Alfredo e Celeste tiveram quatro filhos. O mais velho, António, é mergulhador profissional e divide-se entre Portugal e Angola, “sempre que há trabalho”. A mais nova é Sandra. As gémeas, Mónica e Sara, nasceram pelo meio, no dia 27 de maio de 1990.

Mónica é recordada como “uma pessoa simpática, muito boa rapariga”. “O problema era deixar-se levar, ser ingénua”, acrescenta a familiar. Uma vizinha, que com ela conviveu, diz “não ter nada de mal a dizer” de Mónica, mas critica “os maus hábitos”. Quais? “Gostava muito de sair à noite, de namorar…”, afirma, com um piscar do olho e sorriso trocista. “Boatos da terra” de que a tia não gosta e desmente. “Isso é tudo mentira! A Mónica? Boa pessoa e boa mãe, muito afetuosa. E trabalhava que nem uma ‘danada’”, sublinha. As opiniões divergem; há muito “diz que disse” por aqui.

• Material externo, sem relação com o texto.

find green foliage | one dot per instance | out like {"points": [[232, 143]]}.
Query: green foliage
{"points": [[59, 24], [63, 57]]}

Antes de ser, apenas, a “grávida da Murtosa” que desapareceu, houve uma história. Mónica Alexandra de Oliveira e Silva não nasceu em berço de ouro. O (difícil) contexto familiar marcou-lhe a infância e a juventude. Ainda estudou na terra natal, mas não foi além da 4ª classe. Era menor quando começou a seguir os passos da mãe, com quem ia para a ria escavar com as mãos os solos lodosos à procura de berbigão, mexilhão, amêijoa ou lingueirão (a que todos chamam “navalhas”).

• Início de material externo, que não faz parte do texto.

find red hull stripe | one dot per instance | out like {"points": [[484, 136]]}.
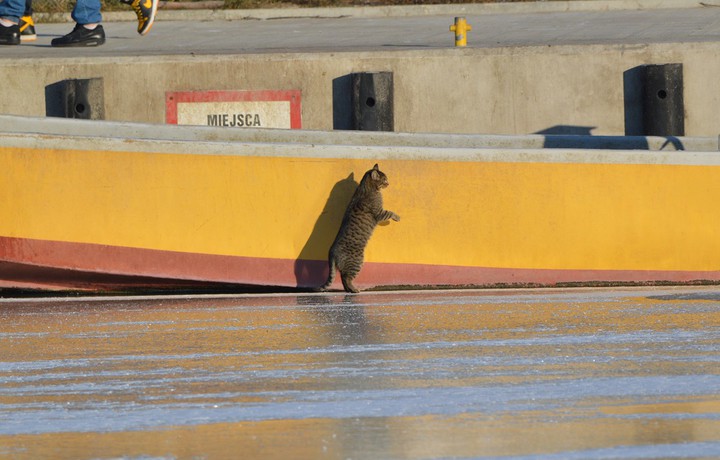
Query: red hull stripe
{"points": [[28, 261]]}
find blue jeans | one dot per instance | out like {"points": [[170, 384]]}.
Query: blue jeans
{"points": [[86, 11], [12, 9]]}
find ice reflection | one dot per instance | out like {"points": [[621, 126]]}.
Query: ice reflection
{"points": [[563, 374]]}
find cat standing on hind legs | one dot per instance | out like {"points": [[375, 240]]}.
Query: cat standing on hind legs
{"points": [[361, 217]]}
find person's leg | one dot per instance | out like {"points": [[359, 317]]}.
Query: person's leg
{"points": [[87, 31], [87, 12]]}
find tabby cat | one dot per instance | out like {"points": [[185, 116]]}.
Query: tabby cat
{"points": [[362, 215]]}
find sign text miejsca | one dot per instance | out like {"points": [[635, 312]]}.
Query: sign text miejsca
{"points": [[236, 120], [235, 108], [235, 114]]}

Perto da água, tornou-se mulher e apaixonou-se. O escolhido foi André Pataca, homem do mar, pescador de profissão, que ainda hoje vive na Torreira, a apenas uma dúzia de quilómetros. A vida era dura. Depois do casamento, André continuou a partir para alto-mar, permanecendo a bordo, longe de casa, por vezes, meses seguidos.

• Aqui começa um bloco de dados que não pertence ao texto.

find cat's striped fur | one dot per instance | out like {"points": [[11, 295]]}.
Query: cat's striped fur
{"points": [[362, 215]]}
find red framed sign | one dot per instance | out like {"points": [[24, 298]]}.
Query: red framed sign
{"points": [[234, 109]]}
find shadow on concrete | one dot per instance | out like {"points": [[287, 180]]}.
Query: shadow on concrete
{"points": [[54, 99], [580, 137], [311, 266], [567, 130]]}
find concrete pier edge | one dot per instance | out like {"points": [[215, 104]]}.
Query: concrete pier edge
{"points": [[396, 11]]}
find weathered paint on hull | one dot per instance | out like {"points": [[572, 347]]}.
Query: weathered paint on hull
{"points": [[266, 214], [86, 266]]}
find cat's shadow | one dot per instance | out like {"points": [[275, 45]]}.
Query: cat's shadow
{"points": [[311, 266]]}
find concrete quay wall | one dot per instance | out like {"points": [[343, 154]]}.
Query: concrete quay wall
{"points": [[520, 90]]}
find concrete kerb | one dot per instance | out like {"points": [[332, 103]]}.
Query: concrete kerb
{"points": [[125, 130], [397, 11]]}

O casal teve dois filhos, hoje com 15 e 12 anos. Ao contrário das gerações anteriores, seguem na escola. O ciclo do mar parece, finalmente, ter acabado.
As crianças eram ainda pequenas quando o casamento “começou a ter problemas”. Maria Filomena prefere não entrar em pormenores, “isso é lá com eles”, diz a tia, resumindo tudo com um encolher de ombros e um suspiro. “A relação não era muito boa… As coisas são mesmo assim, não é?”, questiona. Mas não resiste a atribuir culpas. “Sabe de quem foi a culpa? Das más-línguas”, pessoas que “enchiam a cabeça do André”, que diziam “mentiras” sobre a sobrinha. “Sempre fui muito a favor da Mónica, é verdade. Mas sei que muita coisa que se diz é mentira. A Mónica era boa mulher e boa mãe, mas as coisas acabam. É normal, acontece a muitos casais, não é?”, volta a confirmar.
Mónica e André separaram-se em 2020, mas nunca chegaram a oficializar o divórcio – hoje são ainda marido e mulher, por lei, mas o homem tem outra relação. A partir daqui, Mónica ficou a viver na moradia da Murtosa, com Sara (a irmã gémea que também já se tinha separado), com os seus filhos e ainda dois sobrinhos pequenos.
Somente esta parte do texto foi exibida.